What do you mean Machine Translation isn’t the same as Google Translate?
Despite its increasingly commonplace presence in the localization market, machine translation (MT) still cannot quite escape the stigma which Google Translate (GT) has unwittingly created. Certainly in my experience of talking to localization buyers about machine translation, it is remarkable how often people will tend to conflate the two and refer to them synonymously, as if they were the very same beast. In some ways this is unsurprising since the sheer dominance of Google (for a lot of the world, at least ) invariably leads many to think: “well, if that’s the best that Google can come up with then I may as well just give up looking…”
Here, it is important to clear up the misconceptions concerning Google Translate and indeed machine translation in general. Yes okay, it is true: Google Translate is an example of a machine translation system; to be more precise it is an example of a statistical machine translation (SMT) system. But please don’t be disheartened by machine translation as a whole if you happen to process some of your web content for translation via GT, say in French, and then publish it for your French market (without having it reviewed by a native French speaker) only to receive a stream of email invective from irate partners and customers denouncing whichever translation agency you used to produce these translations. What else would you expect from a SMT system which has not been customized for any particular industry domain, but instead has been built using any publicly available data between language pairs? And if you’ve chosen to publish client-facing content which has been translated by Google Translate without incorporating any form of human editing, then you really do not have my sympathy, and you should not be laying the blame at the feet of machine translation for your own mistakes.
Machine translation is capable of a heck of a lot. It is certainly possible to tailor machine translation systems to your company’s content, which is not the case with Google Translate. This is the key difference between GT and customizable MT systems available on the market. By training MT systems using your company’s bilingual data (predominantly in the form of translation memories, glossaries, and dictionaries), you can actually build yourself quite a nifty tool for your localization workflow which can not only help reduce time to market for your content, but will also lower production costs for localizing material. Which in turn means you can then afford to localize more material that was previously considered too low a priority to warrant partial allocation of your precious localization budget.
Sounds great, doesn’t it?
But here it’s important to temper your excitement slightly. Please set yourself realistic expectations and ensure that you take a sensible approach. Machine translation can provide very good *literal* translations of content. Your marketing material that requires a more creative linguistic touch is certainly not suitable for machine translation, and you should really rule out considering machine translation for such content. However, for user manuals, help files, or other technical documents which contain very repetitive content and would generally contain minimal syntactic variety, MT should certainly be in your considerations.

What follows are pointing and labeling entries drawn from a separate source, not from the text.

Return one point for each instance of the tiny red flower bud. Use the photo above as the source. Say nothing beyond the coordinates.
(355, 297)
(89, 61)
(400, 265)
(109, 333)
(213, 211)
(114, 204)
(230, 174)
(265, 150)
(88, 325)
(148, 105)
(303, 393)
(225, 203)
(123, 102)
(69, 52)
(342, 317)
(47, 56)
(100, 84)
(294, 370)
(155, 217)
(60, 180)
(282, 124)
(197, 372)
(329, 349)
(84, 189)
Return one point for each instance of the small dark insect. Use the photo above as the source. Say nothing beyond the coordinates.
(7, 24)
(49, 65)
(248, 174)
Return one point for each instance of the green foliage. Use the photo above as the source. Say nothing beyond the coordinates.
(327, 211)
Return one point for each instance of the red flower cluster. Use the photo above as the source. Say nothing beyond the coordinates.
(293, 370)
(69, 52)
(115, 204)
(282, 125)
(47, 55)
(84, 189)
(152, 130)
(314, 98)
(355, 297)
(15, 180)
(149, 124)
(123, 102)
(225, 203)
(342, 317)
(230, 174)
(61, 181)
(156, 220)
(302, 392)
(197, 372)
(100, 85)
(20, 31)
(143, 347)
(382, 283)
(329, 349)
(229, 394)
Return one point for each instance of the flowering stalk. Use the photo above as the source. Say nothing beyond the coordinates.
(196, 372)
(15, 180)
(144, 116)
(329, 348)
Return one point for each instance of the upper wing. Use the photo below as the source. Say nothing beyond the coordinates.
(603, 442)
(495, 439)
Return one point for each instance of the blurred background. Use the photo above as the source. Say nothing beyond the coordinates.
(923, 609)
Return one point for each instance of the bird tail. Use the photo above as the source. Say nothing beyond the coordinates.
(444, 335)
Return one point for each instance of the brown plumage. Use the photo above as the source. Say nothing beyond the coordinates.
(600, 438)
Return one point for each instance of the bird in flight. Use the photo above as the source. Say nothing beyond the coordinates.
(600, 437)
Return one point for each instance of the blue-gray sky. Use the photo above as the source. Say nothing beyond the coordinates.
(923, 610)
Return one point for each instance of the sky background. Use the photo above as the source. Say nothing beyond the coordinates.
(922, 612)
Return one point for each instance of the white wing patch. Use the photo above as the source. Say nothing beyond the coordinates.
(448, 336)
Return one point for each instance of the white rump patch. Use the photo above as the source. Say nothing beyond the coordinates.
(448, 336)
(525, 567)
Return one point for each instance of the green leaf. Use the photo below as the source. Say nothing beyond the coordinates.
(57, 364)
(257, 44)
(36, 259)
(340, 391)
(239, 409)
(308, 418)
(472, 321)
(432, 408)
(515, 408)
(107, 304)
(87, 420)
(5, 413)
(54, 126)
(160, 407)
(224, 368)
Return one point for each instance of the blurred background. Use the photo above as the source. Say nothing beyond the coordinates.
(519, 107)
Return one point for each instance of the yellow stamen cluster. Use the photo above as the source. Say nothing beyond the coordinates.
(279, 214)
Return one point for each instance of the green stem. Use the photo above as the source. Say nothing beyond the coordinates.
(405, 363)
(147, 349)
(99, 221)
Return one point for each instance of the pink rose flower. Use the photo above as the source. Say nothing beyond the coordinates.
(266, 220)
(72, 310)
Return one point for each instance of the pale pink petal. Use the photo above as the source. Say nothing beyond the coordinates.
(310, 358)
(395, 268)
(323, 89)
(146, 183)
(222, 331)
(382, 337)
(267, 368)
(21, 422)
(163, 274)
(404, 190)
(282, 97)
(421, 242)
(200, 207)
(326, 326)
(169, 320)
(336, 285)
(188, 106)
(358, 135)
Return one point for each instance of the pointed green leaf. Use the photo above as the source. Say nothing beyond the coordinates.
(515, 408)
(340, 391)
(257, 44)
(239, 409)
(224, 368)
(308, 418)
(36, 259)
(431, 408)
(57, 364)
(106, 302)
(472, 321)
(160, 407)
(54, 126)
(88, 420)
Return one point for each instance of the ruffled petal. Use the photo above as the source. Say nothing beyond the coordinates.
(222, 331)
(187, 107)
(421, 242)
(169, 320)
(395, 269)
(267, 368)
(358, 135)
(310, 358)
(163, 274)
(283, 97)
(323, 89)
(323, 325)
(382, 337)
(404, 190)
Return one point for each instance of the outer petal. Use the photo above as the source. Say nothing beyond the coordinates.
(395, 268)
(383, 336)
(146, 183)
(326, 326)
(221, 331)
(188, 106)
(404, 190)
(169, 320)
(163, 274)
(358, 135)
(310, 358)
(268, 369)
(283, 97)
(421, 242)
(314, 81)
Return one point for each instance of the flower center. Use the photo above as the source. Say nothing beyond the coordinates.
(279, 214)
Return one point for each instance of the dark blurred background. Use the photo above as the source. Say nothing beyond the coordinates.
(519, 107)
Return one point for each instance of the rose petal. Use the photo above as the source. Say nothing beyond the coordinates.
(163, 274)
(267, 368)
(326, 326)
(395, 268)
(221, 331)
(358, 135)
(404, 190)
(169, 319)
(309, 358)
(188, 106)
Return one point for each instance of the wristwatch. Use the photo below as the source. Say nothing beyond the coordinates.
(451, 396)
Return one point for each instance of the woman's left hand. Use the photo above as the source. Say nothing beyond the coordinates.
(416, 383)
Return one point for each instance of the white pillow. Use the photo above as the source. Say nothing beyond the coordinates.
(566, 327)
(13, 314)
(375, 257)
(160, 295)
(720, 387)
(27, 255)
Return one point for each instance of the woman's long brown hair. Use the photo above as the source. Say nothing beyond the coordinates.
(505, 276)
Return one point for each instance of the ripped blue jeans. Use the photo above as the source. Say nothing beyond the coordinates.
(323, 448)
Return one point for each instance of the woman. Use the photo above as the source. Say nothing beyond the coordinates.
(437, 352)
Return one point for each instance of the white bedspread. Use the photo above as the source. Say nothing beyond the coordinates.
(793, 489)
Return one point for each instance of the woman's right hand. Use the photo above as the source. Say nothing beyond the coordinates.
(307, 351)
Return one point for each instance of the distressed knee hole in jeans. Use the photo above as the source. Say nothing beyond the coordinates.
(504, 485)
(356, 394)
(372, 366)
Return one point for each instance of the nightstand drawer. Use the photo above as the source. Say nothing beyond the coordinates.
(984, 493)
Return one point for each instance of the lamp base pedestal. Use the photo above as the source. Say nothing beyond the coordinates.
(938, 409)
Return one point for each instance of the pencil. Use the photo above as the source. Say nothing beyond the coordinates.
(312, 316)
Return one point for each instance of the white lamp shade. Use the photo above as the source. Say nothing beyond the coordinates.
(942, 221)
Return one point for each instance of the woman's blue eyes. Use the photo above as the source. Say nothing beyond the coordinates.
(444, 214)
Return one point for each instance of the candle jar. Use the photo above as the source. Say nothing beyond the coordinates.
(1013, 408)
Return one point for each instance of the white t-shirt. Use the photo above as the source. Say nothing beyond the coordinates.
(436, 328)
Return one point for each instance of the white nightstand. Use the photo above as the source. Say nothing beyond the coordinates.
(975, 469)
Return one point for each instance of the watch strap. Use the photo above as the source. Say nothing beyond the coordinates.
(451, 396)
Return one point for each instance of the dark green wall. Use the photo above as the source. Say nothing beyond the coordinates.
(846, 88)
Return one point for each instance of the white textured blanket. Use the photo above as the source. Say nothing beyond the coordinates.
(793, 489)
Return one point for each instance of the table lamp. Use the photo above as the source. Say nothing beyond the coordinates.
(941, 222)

Building a MT system also requires thorough engagement of technical expertise and a process-oriented structure which can only be realistically managed by a team of human resources . When built properly, it can certainly be an aid to translators in their work. It is worth making the point explicit: much in the same way that translation memories are now considered an indispensable technical resource for translators in your existing localization workflow, machine translation must be seen in the same way. In the overwhelming majority of cases, you will require human editing of your translated content to ensure it is of publishable standards. And if you keep feeding post-edited content back into your system during incremental training cycles, then the quality of your system will only improve with time. Which means your linguists will have to make less corrections in the post-editing phase and you can therefore get more content translated at faster and cheaper rates and will have done your bit for removing the stigma of Google Translate from machine translation!